22 February 2018

Mokuhanga on Evolon

While I was working on the Fire series, I ran across a reference to a new synthetic paper called Evolon that sounded interesting. Evolon is a non-woven nylon/polyester microfiber "paper" (you could also categorize it as a fabric) that is being touted for all sorts of uses, from industrial to packaging to conservation. Another of the areas being explored is using Evolon as a printing paper, and apparently Atlantic Papers will be the main U.S. distributor of the paper form of Evolon.

I purchased a couple of sheets of 98gsm Evolon from Dick Blick a few weeks ago. It's an odd substance if you're used to real paper — it's soft and very fluid-feeling. It has "drape," like fabric, so it's a little hard to handle. But it has some intriguing qualities for art: never stretches, always dries flat, can be wrapped like canvas, dampens well, comes in huge sizes, archival, and UV resistant. You can also launder it or wring it when wet and it will become a soft fabric that you can sew. What's not to like? So today I used an old set of four blocks to test Evolon AP for mokuhanga. I printed them consecutively, one color on top of the other with no waiting in between. Here are my results.
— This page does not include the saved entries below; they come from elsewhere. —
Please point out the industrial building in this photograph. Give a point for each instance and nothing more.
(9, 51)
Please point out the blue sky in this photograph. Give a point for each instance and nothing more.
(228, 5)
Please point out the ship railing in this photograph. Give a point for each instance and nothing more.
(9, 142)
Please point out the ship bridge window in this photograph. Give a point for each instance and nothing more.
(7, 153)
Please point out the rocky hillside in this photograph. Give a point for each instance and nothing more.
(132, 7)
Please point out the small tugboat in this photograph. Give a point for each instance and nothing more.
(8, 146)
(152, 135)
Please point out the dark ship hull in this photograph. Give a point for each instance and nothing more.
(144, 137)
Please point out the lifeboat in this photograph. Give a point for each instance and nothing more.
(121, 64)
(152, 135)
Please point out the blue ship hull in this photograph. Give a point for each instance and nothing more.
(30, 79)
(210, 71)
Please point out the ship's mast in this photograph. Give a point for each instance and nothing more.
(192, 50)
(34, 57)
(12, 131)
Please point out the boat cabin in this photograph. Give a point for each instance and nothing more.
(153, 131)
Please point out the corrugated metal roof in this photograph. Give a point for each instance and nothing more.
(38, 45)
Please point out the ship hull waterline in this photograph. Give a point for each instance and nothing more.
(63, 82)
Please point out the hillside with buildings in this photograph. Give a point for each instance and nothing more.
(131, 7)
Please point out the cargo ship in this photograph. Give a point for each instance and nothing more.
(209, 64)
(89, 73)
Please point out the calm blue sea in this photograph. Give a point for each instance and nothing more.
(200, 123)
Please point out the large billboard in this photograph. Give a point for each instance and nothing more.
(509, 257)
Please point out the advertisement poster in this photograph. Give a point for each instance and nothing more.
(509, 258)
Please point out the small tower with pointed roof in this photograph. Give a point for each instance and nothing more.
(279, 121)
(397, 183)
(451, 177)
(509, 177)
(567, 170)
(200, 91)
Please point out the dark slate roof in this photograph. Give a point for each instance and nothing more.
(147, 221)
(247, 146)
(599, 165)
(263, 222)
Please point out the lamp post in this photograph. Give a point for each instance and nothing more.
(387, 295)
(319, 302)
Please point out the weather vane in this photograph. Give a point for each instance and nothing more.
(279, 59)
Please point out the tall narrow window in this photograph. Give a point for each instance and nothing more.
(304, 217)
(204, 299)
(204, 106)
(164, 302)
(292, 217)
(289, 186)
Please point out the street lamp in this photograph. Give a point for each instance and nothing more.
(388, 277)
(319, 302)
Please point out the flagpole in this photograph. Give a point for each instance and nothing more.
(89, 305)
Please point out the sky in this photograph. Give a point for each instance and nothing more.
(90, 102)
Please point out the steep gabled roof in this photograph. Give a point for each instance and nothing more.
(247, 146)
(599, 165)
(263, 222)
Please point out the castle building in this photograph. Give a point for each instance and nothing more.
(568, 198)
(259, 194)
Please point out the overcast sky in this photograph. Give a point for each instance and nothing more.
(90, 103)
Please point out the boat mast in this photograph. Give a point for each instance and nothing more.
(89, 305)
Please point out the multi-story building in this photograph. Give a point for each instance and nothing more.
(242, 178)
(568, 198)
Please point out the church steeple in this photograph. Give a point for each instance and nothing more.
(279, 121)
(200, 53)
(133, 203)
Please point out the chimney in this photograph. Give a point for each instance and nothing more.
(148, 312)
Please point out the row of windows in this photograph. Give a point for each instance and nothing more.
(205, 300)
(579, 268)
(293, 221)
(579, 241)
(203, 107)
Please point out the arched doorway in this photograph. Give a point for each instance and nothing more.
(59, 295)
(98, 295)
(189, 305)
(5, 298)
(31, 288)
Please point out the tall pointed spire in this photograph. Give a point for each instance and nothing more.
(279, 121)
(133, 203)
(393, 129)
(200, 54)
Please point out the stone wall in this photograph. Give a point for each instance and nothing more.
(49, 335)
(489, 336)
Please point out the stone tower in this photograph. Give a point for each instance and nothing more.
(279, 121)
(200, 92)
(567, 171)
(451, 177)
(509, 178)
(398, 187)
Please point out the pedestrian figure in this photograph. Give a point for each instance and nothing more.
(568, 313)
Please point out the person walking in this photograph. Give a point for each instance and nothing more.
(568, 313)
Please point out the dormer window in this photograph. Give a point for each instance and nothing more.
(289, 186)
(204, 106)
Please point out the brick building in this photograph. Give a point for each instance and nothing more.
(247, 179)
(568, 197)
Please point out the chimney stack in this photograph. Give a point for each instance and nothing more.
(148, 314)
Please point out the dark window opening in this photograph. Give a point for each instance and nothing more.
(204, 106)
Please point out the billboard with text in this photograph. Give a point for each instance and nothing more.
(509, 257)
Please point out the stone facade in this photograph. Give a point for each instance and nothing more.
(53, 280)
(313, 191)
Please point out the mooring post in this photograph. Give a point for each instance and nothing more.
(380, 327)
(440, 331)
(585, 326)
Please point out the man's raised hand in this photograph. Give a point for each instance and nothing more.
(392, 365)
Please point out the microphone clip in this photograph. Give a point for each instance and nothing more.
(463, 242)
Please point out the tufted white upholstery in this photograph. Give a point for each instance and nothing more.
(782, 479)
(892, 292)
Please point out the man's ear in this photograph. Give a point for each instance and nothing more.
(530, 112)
One interesting feature of Evolon is that you can launder it or wet and crumple it and it will become fabric-like. The upper left image was printed dry on a piece of Evolon that was previously crumpled. The image on the upper right was printed on dry Evolon, and the bottom image was printed on Evolon that had been damp packed in the standard way for mokuhanga.
Here's a close view of the print made on damp Evolon. The color is a little richer than in the other prints, but there was some bleeding, especially around thinner lines. I don't think I would use this paper for very fine ukiyo-e style work.
Here's one of the prints that I made on dry Evolon. The tooth of the paper shows more, but lines are fairly crisp and it picked up both brush strokes and wood grain quite easily. If you've ever tried printing mokuhanga on dry Japanese washi, you'll know that it never comes out this well!
Here's a sheet that I wrung out wet and then dried, to see how it would behave in "fabric" mode. Here you can see some creases and fabric texture under the ink, and the paper dipped into uncarved areas more easily so there are more stray marks. But still, it's not half bad and a more forgiving design would print just fine. I think there are a lot of possibilities here!